I have been away from my blog and well quite frankly away from almost anything that would require me to write except for the occasional email. During a downward facing dog yesterday, while I was concentrating on "settling into the resting juncture" of my breathing in my hopes of calmness, I realize-- ohmigosh, I have writer's block. As I stepped into a lung twist I thought, hmmmm.... why? Despite my hiatus from writing I have been actively surveying several of blogs noting, for example, how to read/research/write when doing interdisciplinary work and the joy of beginning. And yet, my fingers feel uncomfortably clumsy on the keyboard and I begin to panic when I think-- crap, a book, I gotta write this book, come on really it is just revising a first draft, a first big draft that needs about 1/3 more written. Of course then I think, just breathe....

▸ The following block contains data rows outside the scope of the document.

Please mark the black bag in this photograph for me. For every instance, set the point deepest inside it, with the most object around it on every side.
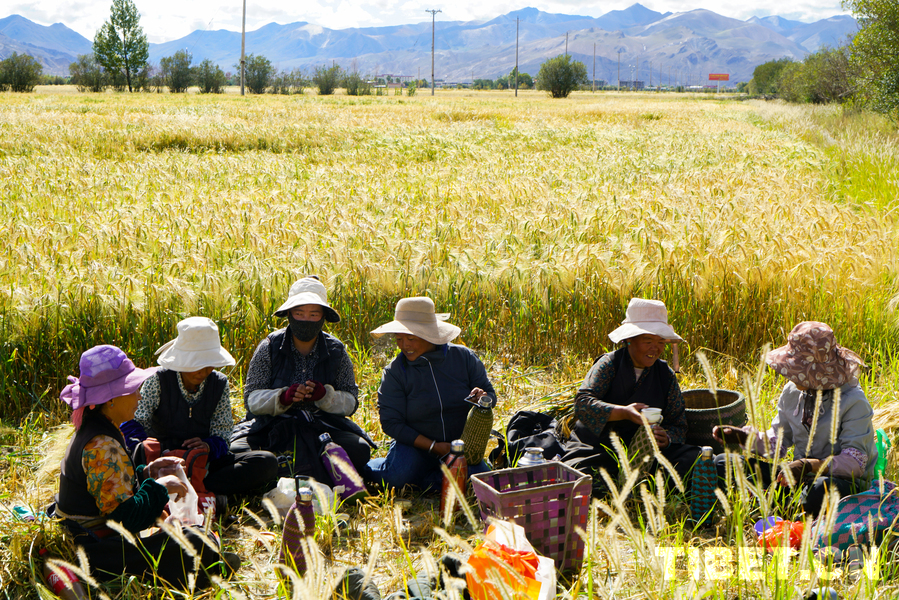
(528, 429)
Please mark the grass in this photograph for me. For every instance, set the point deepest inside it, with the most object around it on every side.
(531, 221)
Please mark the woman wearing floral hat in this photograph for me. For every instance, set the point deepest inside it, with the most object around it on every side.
(620, 385)
(421, 400)
(822, 402)
(98, 483)
(300, 384)
(186, 405)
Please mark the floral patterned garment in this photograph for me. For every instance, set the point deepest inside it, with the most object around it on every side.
(110, 474)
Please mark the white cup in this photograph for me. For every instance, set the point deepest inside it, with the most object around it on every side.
(653, 415)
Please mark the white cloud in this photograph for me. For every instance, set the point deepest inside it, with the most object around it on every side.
(165, 20)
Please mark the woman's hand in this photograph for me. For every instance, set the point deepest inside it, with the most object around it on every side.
(631, 412)
(164, 465)
(173, 485)
(729, 435)
(661, 436)
(195, 444)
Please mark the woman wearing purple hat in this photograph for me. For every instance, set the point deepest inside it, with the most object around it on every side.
(98, 484)
(822, 413)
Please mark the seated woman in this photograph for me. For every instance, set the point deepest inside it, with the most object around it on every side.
(98, 483)
(621, 384)
(187, 405)
(822, 376)
(300, 384)
(421, 400)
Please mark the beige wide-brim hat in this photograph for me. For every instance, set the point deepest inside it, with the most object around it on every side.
(416, 316)
(197, 346)
(813, 359)
(645, 317)
(308, 290)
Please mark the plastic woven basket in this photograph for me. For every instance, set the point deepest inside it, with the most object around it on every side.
(548, 500)
(705, 410)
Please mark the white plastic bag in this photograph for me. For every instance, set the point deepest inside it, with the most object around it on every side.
(283, 495)
(185, 510)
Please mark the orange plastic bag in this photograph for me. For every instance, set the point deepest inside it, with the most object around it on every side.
(494, 562)
(781, 534)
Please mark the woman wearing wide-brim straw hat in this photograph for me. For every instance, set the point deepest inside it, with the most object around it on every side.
(422, 396)
(186, 405)
(822, 385)
(99, 483)
(623, 383)
(300, 384)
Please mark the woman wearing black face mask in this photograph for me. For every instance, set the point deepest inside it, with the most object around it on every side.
(299, 385)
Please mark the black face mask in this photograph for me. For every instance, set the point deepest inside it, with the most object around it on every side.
(305, 331)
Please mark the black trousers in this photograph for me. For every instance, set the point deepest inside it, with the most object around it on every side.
(250, 472)
(812, 491)
(113, 556)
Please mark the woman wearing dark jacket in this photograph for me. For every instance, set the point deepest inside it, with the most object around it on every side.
(421, 400)
(623, 383)
(300, 384)
(98, 483)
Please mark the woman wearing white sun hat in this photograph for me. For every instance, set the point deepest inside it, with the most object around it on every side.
(300, 384)
(421, 400)
(187, 405)
(624, 382)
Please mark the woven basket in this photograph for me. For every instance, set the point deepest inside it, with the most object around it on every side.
(548, 500)
(705, 410)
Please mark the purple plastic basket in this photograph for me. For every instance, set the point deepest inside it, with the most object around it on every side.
(548, 500)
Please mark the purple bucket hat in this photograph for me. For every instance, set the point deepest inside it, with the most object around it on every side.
(106, 373)
(813, 359)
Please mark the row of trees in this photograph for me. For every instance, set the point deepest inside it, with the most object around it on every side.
(865, 72)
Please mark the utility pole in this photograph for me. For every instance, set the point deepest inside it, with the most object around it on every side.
(516, 57)
(433, 25)
(243, 40)
(619, 70)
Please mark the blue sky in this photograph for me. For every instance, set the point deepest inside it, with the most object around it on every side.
(165, 20)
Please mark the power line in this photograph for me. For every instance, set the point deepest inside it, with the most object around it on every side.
(433, 26)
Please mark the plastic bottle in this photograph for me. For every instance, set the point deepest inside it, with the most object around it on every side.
(883, 447)
(704, 482)
(476, 433)
(458, 472)
(68, 587)
(342, 471)
(299, 524)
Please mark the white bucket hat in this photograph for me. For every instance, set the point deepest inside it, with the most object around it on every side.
(197, 346)
(645, 316)
(308, 290)
(416, 316)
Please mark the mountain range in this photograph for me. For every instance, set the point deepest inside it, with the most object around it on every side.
(635, 43)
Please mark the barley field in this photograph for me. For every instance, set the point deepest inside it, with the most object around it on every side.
(531, 221)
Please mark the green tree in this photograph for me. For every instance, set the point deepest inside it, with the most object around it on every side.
(560, 76)
(210, 77)
(20, 73)
(258, 73)
(120, 45)
(766, 76)
(875, 50)
(327, 79)
(176, 71)
(87, 74)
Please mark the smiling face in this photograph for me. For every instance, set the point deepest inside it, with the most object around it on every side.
(645, 349)
(412, 346)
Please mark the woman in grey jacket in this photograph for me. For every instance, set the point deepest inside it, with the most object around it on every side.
(823, 401)
(422, 397)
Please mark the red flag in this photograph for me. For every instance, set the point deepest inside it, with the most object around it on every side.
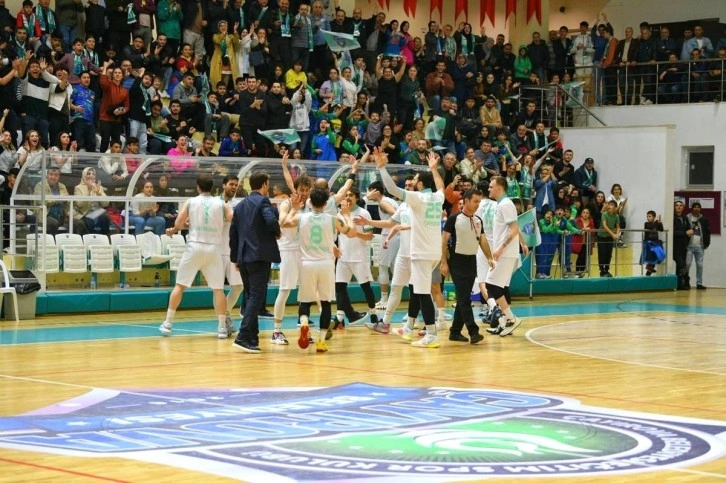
(487, 10)
(534, 7)
(436, 4)
(510, 7)
(461, 6)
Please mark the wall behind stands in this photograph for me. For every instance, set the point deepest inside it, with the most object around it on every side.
(642, 160)
(696, 125)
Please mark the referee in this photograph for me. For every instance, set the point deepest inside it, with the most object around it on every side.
(462, 236)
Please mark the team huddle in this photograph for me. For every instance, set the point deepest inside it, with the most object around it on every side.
(323, 237)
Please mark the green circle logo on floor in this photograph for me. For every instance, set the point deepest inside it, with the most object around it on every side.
(362, 431)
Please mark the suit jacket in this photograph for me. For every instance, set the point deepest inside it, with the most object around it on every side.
(254, 231)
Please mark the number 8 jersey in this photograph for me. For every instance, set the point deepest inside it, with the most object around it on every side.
(317, 236)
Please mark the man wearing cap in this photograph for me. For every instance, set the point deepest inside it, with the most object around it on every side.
(586, 179)
(58, 211)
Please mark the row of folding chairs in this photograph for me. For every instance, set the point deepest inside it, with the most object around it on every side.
(96, 253)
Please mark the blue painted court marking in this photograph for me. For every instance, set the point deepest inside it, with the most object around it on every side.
(140, 329)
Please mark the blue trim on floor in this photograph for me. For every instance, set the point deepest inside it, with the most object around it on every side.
(146, 329)
(199, 298)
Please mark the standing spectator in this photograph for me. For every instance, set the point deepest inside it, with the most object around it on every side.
(607, 235)
(462, 237)
(67, 11)
(627, 73)
(119, 32)
(562, 47)
(682, 234)
(253, 246)
(697, 42)
(139, 116)
(58, 211)
(699, 241)
(539, 55)
(95, 25)
(34, 105)
(194, 23)
(582, 52)
(92, 213)
(252, 116)
(169, 15)
(205, 215)
(114, 105)
(145, 11)
(144, 212)
(609, 64)
(645, 54)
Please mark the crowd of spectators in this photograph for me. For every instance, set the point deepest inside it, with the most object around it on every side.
(190, 78)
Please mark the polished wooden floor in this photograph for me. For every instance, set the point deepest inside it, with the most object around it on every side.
(669, 362)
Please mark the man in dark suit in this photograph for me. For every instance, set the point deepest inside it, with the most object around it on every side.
(253, 247)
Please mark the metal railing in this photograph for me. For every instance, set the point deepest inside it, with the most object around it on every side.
(628, 257)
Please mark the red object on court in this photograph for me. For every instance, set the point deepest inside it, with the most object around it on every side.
(487, 10)
(534, 7)
(459, 7)
(510, 7)
(437, 4)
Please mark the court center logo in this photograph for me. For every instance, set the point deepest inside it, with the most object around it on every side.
(360, 431)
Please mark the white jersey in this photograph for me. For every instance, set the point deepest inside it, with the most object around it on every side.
(316, 236)
(206, 219)
(227, 224)
(505, 215)
(385, 216)
(402, 216)
(355, 249)
(290, 240)
(487, 210)
(425, 223)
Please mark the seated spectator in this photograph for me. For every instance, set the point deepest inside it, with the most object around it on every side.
(698, 77)
(585, 179)
(528, 117)
(192, 108)
(616, 195)
(92, 213)
(167, 209)
(233, 145)
(390, 143)
(144, 211)
(112, 167)
(8, 152)
(58, 211)
(180, 157)
(490, 117)
(64, 162)
(215, 121)
(521, 141)
(31, 152)
(158, 136)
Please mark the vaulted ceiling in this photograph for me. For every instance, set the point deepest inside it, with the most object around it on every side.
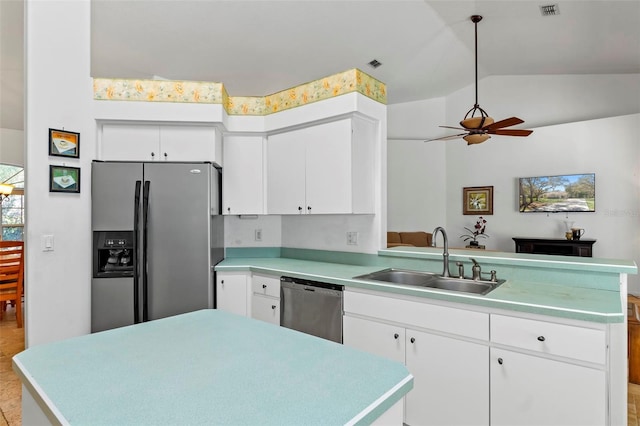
(260, 47)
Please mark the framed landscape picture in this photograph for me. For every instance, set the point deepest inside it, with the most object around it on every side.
(64, 179)
(477, 200)
(64, 144)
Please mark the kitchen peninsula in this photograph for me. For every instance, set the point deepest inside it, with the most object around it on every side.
(207, 367)
(547, 346)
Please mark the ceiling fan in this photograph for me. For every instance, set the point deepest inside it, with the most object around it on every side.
(478, 128)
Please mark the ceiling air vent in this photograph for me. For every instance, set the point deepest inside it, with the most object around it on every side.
(375, 63)
(549, 10)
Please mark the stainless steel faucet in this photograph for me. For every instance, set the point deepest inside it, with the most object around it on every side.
(445, 252)
(476, 271)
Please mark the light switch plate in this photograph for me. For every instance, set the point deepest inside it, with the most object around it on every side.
(352, 238)
(47, 242)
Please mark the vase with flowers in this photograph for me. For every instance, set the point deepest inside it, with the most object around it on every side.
(477, 232)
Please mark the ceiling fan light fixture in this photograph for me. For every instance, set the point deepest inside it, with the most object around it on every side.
(550, 10)
(475, 138)
(476, 122)
(374, 63)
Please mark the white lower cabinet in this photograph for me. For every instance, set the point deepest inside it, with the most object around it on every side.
(451, 378)
(532, 390)
(547, 373)
(451, 373)
(265, 299)
(232, 292)
(486, 368)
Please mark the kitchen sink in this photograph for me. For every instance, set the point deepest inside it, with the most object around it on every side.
(464, 285)
(399, 276)
(431, 280)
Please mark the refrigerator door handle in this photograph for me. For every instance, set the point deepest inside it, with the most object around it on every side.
(136, 270)
(145, 215)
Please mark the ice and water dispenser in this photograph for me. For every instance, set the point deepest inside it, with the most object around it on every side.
(113, 254)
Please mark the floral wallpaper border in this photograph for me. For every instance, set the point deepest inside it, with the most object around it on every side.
(349, 81)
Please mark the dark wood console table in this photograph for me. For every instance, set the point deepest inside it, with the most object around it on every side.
(559, 246)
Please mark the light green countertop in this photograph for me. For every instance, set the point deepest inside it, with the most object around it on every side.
(209, 367)
(525, 289)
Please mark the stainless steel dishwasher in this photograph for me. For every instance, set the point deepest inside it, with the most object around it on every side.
(311, 307)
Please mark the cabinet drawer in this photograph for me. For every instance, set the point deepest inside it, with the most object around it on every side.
(587, 344)
(266, 309)
(266, 285)
(424, 315)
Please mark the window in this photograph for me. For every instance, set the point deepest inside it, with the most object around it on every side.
(12, 208)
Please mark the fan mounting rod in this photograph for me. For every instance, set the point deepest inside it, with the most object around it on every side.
(482, 120)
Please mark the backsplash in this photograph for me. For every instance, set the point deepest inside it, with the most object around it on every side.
(349, 81)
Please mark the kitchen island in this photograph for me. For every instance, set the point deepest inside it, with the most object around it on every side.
(207, 367)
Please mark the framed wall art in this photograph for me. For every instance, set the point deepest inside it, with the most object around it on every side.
(477, 200)
(64, 144)
(64, 179)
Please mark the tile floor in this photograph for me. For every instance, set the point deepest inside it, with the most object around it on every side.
(12, 342)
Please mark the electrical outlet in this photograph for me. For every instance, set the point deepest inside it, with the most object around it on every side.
(352, 238)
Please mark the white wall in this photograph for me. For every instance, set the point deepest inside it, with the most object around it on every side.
(416, 195)
(58, 95)
(606, 146)
(240, 232)
(543, 100)
(12, 147)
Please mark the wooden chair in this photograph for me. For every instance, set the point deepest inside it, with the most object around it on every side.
(11, 277)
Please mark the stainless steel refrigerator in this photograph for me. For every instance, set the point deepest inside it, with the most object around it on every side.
(157, 234)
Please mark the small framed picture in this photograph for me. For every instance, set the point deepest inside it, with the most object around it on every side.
(477, 200)
(64, 179)
(64, 144)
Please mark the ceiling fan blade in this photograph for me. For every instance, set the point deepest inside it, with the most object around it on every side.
(446, 138)
(510, 132)
(507, 122)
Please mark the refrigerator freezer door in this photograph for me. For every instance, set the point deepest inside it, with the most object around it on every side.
(178, 238)
(112, 195)
(111, 303)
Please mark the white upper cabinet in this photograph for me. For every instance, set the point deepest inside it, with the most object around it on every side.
(243, 179)
(153, 142)
(322, 169)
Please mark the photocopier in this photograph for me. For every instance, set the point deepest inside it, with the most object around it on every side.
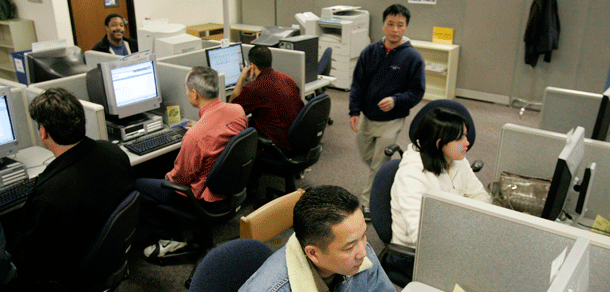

But I am beginning to think my block is larger than the ticking tenure clock or the simple pressure of publishing. What I have realized is that to some extent I am, well, not super intellectually stimulated these days; a feeling that I am not sure I have ever had before. Perhaps it is new professor blues? Last year, my first year, I never quite felt intellectually bored, just overwhelmed. Now that I know how to use the copy machine, who to go to be quickly reimbursed for travel, who to email/call for a quick bite to eat on campus, etc. etc. I am now left to sit with where I am-- and I am not good at sitting still. The fact is, the more busy I am, the more productive I tend to be. And not only in my scholarship but in other parts of my life; for example, exercise is not a chore but a well-deserved break, yoga class is just that: a place where I learn something new about how to be, cooking is an expression of creativity, film going is stimulating yet brainless. I had a long chat with my English chair recently and I expressed to her that I really wanted to be more involved in the department-- especially since we are doing a search in rhetcomp and having this split appointment makes it easy for faculty to forget that I am a full-fledged member of each department-- but yet I came away with that feeling that my job as a junior faculty is simply to produce scholarship for tenure and get decent teaching evals. And I do appreciate this protection but I am afraid it just feeds the vicious cycle of research isolation and a lack of production for me. I think that some of my writer's block comes from feeling like I am writing in a bubble completely disconnected from the vast members of the greater r/c community and coming from a grad program where I pretty much only socialized with rhetcomp-ers (and the occasionally rhetcomp-friendly) this strange for me. Sure, I spent a lot of this week conversing with TCQ through my pen and "writer's notebook" (as Z has come to call it; his 4th graders also keep a "writers notebook," very first year comp-y)-- we had a lovely conversation about the rhetoric of policy making. But as a rhetorician, when I return to the key board, I sometimes find it hard to imagine my audience. Ok, so yeah, I know my project spans the field of rhetoric, women's studies, cultural studies, disability studies, and even prof/tech writing but WHO is that really? And why, oh why, did I decide to bring so many areas together... maybe this why I am blocked?!

In hopes of moving forward: note to self this week's goals--

  1. Reread Advice for New Faculty Members, especially the pages on beginning (which btw, consists of breathing exes adapted from Donna Farhi breathing techniques);
  2. Send emails to grant reviewers;
  3. Rewrite grant (for an audience I do *know,* one member's research applies darwinism to lit crit-- this is difficult given that I am exploring the problematic reiteration of eugenicist discourses in late 20th US-based and internationally-based policies);
  4. Write a page of my book, yes just a page and it does not have to be a good one-- one page is better than no new pages.